Table 4 shows the associations of the TyG index with obesity indexes (BMI, WC, and HC) and serum uric acid. The β coefficients (95% CI) of second, third, highest quartile of TyG index with BMI were 0.09(0.03–0.15), 0.15(0.09–0.21), and 0.22(0.15–0.28), respectively (p < .001) after adjusting for age, sex, SBP, DBP, serum creatinine, BUN, GFR, the history of stroke, CAD and DM. Similarly. TyG index was significantly positively correlated with WC and HC. In addition, the relationship between the TyG index and serum uric acid level is also statistically significant.

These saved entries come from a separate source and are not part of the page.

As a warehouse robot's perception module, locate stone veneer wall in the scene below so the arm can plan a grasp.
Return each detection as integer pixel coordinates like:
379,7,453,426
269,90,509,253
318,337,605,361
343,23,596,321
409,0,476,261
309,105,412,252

Compared to the lowest quartile of the TyG index, the β coefficients (95% CI) of the second, third, highest quartile of TyG index with uric acid were increased gradually, which are 0.27, 0.48, 0.74, respectively (p < .001).

TABLE 4

The association of triglyceride‐glucose index with hyperuricemia and obesity indexes

	TyG index
	Q1 β(95%CI);p‐value	Q2 β(95%CI);p‐value	Q3 β(95%CI);p‐value	Q4 β(95%CI);p‐value
BMI (kg/m2)	Reference	0.09(0.03‐0.15); < .001	0.15(0.09‐0.21); < .001	0.22(0.15‐0.28); < .001
WC (cm)	Reference	0.26(0.18‐0.33); < .001	0.43(0.36‐0.51); < .001	0.64(0.56‐0.72); < .001
HC (cm)	Reference	0.28(0.20‐0.35); < .001	0.41(0.33‐0.48); < .001	0.51(0.43‐0.59); < .001
Uric acid (umol/L)	Reference	0.27(0.20‐0.33); < .001	0.48(0.41‐0.54); < .001	0.74(0.67‐0.81); < .001

Abbreviations: 95% CI, 95% confidence interval; BMI, body mass index; HC, hip circumference.; TyG index, triglyceride‐glucose index; WC, waist circumference.

All adjusted for age, sex, systolic blood pressure, diastolic blood pressure, serum creatinine, blood urea nitrogen, glomerular filtration rate, the history of stroke, coronary artery disease, diabetes mellitus.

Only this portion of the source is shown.